Belgian nationals Lornoy David (L) and Seppe Lodewijckx (2nd L) sit in the dock during the delivery of their sentences alongside their co-accused Vietnamese Duh Hung Nguyen (2nd R) and Kenyan national Dennis Ng'ang'a (R), for charges of illegal possession

TONY KARUMBA AFP


A Kenyan court on Wednesday fined four people, including two Belgian teenagers, more than $7,000 for attempting to smuggle thousands of live ants out of the country.

The case has received considerable attention after the Kenyan Wildlife Service (KWS) accused the four of engaging in "bio-piracy".

David Lornoy and Seppe Lodewijckx, 18 of Belgium, Duh Hung Nguyen of Vietnam, and Dennis Nganga of Kenya all pleaded guilty to possessing the ants but denied seeking to traffic them.

Lornoy and Lodewijckx were arrested for possessing 5,000 queen ants packed in 2,244 tubes in Nakuru County, around 160 kilometres from Nairobi.

According to a charge sheet seen by AFP, Duh and Nganga were found with ants in 140 syringes packed with cotton wool and two containers.

The senior magistrate, Njeri Thuku, referred to the slave trade while passing judgment.

"Imagine being violently removed from your home and packed into a container with many others like you.

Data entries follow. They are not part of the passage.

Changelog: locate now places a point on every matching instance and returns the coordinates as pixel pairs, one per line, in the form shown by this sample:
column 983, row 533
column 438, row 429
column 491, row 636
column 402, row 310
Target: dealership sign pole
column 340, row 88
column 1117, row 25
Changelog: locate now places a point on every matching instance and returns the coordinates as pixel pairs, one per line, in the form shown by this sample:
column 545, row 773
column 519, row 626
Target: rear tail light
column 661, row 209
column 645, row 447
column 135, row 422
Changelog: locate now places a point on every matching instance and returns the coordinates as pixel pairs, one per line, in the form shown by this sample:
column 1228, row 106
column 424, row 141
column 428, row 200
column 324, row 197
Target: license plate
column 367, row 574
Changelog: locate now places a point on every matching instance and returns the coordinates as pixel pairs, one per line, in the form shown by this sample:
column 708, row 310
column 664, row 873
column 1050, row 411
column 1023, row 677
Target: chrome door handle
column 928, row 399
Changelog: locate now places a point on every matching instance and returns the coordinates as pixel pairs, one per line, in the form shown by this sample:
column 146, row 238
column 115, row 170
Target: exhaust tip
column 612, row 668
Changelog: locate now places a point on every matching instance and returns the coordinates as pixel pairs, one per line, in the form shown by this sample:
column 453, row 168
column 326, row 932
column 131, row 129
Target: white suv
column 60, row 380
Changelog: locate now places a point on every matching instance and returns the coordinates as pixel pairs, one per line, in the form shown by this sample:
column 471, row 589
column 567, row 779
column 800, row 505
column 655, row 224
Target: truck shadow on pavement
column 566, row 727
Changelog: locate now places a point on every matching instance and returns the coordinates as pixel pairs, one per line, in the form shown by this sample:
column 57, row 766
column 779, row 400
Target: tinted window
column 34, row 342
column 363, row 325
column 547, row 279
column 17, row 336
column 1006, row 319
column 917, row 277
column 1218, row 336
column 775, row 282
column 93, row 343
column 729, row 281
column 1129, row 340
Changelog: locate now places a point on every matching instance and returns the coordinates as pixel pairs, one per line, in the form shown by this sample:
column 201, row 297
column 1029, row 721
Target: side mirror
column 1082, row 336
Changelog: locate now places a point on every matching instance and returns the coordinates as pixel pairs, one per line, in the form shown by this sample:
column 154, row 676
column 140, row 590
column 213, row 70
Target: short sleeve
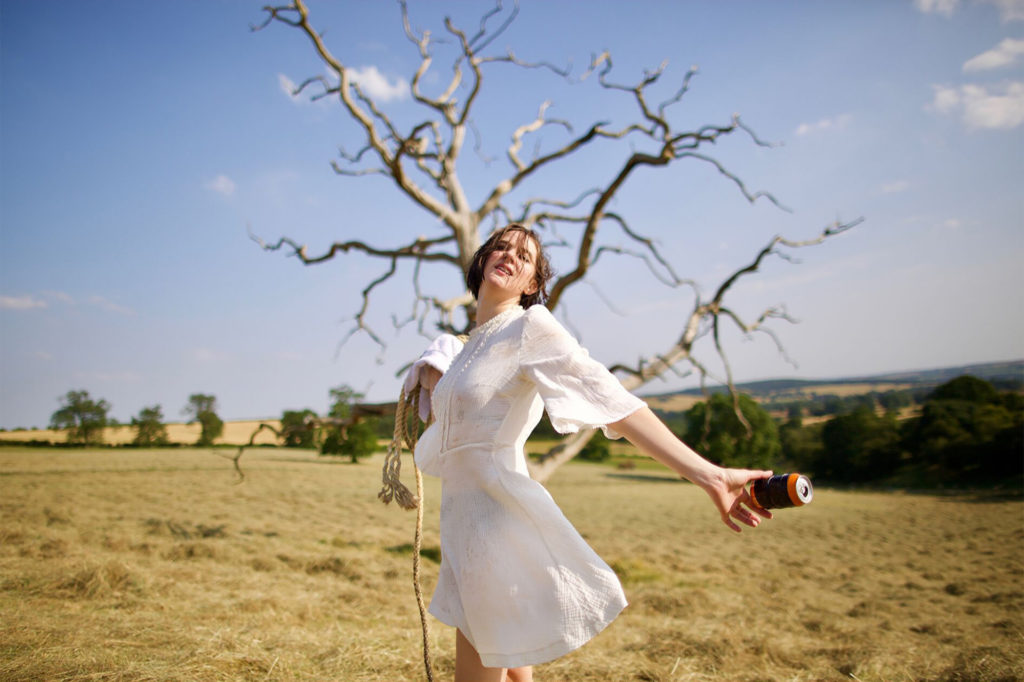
column 438, row 354
column 578, row 391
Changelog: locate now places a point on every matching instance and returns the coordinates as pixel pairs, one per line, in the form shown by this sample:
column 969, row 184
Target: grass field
column 156, row 565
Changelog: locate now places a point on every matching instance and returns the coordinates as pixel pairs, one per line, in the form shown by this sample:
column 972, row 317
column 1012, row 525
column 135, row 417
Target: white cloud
column 946, row 99
column 893, row 187
column 110, row 306
column 1003, row 54
column 376, row 85
column 837, row 123
column 944, row 7
column 20, row 303
column 221, row 184
column 993, row 108
column 60, row 296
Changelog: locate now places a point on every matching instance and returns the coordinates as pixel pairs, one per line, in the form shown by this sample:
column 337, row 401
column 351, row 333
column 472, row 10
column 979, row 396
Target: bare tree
column 421, row 162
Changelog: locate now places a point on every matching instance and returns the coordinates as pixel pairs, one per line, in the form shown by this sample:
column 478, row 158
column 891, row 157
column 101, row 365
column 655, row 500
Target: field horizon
column 133, row 564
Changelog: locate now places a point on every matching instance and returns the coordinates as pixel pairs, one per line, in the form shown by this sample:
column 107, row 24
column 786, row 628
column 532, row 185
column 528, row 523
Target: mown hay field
column 157, row 565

Then imagine being isolated and squeezed into a tiny space where glucose water is the only source of nourishment for the foreseeable future," she wrote.

"It almost sounds as if the reference above is to the slave trade. Yet, it is not slave trade, but it is illegal wildlife trade."

'Not typical poachers' 

According to the sentencing report, Lornoy was described as an "ant enthusiast" who kept colonies at home in Belgium and was a member of a Facebook group called "Ants and Ant Keeping."

He told investigators he was not aware that transporting the ants was illegal.

Police valued the ants taken by the Belgians at one million shillings ($7,740).

According to the court report, the haul included the rare Messor cephalotes species, a single queen ant that currently sells for at least $99 each.

In Kenya, possessing any wildlife specimen or trophy without a permit is a criminal offence, and suspects are normally subject to a fine of up to $10,000 and five years or more in prison.

The court ultimately sentenced all four to a fine of one million shillings ($7,740), or a year in prison if they failed to pay.

The court said Lornoy and Lodewijckx "do not come across as typical poachers" and were ignorant of the law.

But it said the case reflected a script "that has been played out before in centuries gone by... of Africa having resources plundered by the West and now the East".

The KWS said their action was not only a "wildlife crime but also constitutes bio-piracy".

The suspects "intended to smuggle the ants to high-value exotic pet markets in Europe and Asia, where demand for rare insect species is rising, " said a statement.